1) Irony. A good story will have a twist. Identify the conflict. Mention the protagonist
(Hero/Heroine) and the antagonist to involve the reader’s emotions.
2) Target Market. For the author of novels this would be the publisher and genre. Does the description provide an idea of the reader/market? A bookstore is divided by genre to engage the target market. Readers that enjoy romance, young adult section, mystery, sci-fi, etc. head to the labeled section. A blurb on the back, though longer, tells the reader what the story is about.
3) Create a mental picture. Does the description give the potential reader a visual idea of what the book/movie is about?
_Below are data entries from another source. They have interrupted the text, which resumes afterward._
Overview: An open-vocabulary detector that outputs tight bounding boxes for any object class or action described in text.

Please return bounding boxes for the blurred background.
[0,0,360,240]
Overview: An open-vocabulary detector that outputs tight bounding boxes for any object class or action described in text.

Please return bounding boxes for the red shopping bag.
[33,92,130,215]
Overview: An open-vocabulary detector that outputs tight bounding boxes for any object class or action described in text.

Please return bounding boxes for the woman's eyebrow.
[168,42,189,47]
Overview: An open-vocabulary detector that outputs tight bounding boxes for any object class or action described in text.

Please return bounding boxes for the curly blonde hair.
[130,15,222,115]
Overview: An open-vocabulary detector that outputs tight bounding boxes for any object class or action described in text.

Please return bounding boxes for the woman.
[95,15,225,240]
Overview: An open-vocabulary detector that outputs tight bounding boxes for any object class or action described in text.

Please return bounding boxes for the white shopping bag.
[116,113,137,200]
4) Killer Title. Snyder says if the logline has these elements your pitch will be successful. Even better condense the movie for the marquee and – voila!
So we may not be screenwriters, but as authors if we heed Snyder’s advice we have a better chance of selling our book to the publisher and the reader. I thought a look at some well-known books would be interesting.
I love all the following books but if someone hadn’t recommended Outlander I never would have read Gabaldon’s work. To Kill a Mockingbird is an intriguing title and Guilty Pleasures means you must buy the book. Fahrenheit 451? It would intrigue but I am not certain the book would sell today on the title alone. Unwind by Neil Shusterman doesn’t work on the title but the one line plot description of “what if your parents could unwind you….” hits the target market. What book titles SELL the book? Do these titles also meet the one line plot description? Do the elements of irony, target market and creation of a mental picture help make the killer Title?
I think the following books may well meet all 4 criteria:Dead until Dark by Charlaine Harris and Undead and Unwed by Mary Janice Davidson. What do you think?